ATP recently entered into an agreement to acquire the Rowan-Midland, which was previously retained under an operating lease agreement. The acquisition of the Rowan-Midland provides significant operating flexibility which should allow for optimal exploitation of the reserves at Mississippi Canyon 711 and the surrounding areas. ATP also acquired Mississippi Canyon 667/668 at a recent lease sale, two blocks adjacent to and north of Mississippi Canyon 711. The Rowan-Midland is the only immediately viable infrastructure capable of receiving and processing production in the Mississippi Canyon 711 area, therefore the Company believes the Rowan-Midland could be a likely host for third party tie-ins and other opportunities.

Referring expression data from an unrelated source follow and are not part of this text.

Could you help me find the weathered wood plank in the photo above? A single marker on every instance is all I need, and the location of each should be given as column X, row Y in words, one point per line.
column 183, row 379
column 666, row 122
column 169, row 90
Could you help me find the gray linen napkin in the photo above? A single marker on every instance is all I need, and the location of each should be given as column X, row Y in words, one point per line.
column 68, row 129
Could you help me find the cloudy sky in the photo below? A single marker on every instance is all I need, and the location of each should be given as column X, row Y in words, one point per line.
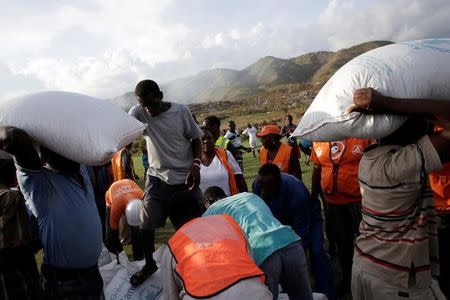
column 103, row 47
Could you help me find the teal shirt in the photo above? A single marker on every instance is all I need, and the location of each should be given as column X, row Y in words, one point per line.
column 265, row 234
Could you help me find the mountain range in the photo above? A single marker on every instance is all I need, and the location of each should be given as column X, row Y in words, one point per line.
column 266, row 73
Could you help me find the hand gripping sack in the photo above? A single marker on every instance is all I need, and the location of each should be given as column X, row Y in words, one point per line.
column 417, row 69
column 82, row 128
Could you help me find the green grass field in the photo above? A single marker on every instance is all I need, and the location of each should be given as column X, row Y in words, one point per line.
column 251, row 166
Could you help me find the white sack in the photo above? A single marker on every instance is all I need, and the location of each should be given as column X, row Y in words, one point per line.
column 105, row 256
column 82, row 128
column 417, row 69
column 5, row 155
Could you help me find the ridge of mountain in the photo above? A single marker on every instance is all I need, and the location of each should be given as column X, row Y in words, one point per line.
column 266, row 73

North Sea - On-site development at Tors (Kilmar and Garrow) continues with the possibility of achieving first production at the end of the fourth quarter of 2005. The pipeline lay is complete and the jacket and deck for Kilmar have been installed. The ENSCO 70 rig arrived on location October 7, 2005 and is currently sidetracking the first well at the Kilmar platform. Following completion of this well, ATP plans to use the ENSCO 70 for four additional wells in the U.K. Sector North Sea. Two of these wells will complete the development at Kilmar, and the remaining two wells of the rig contract will be drilled at Garrow and/or our Venture project. Helvellyn, the Company's first North Sea development, is expected to resume production during the fourth quarter of 2005.
ATP reentered and sidetracked the #1 well at L-06d, the Company's first Dutch Sector North Sea development. The well reached total depth of 8,859' and logged 88' of net gas pay in a high quality Terschelling Sandstone, 26' structurally high to the original well. The pipeline and umbilical lay have been completed. Final hookup to the third-party host platform is underway with initial production expected in the fourth quarter of 2005.
Capital Resources and Liquidity
During the third quarter, ATP issued $175.0 million of non-convertible perpetual preferred stock. We received net proceeds of $169.4 million from the offering. The security pays a non-cash dividend of 13.5%. Dividends become payable in cash upon the earlier of full repayment of our existing Term Loan or April 15, 2011, whichever comes first. This security does not have a stated maturity. Additional details of the preferred equity security can be found in the Company's Form 8-K related to the security.
Cash flow from operating activities was $61.4 million for the nine-month period ended September 30, 2005, compared to $7.5 million in cash flow from operating activities for the same period in 2004. Cash flow from operating activities prior to changes in assets and liabilities, a non-GAAP measure frequently used by research analysts, was $49.9 million for the nine-month period ended September 30, 2005, compared to $45.8 million for the same period in 2004.
At September 30, 2005, ATP had working capital of approximately $102.4 million, compared to $68.3 million at December 31, 2004. The improvement in working capital during the first nine months of the year was primarily the result of the previously discussed preferred offering as well as an amendment in the second quarter that increased the amount outstanding under the Company's credit facility to $350.0 million. ATP had $167.4 million in cash and cash equivalents on hand at September 30, 2005, compared to $102.8 million in cash and cash equivalents at December 31, 2004. Cash paid for acquisition and development activities for the nine months ended September 30, 2005 was $272.6 million, compared to $49.4 million in the same period in 2004.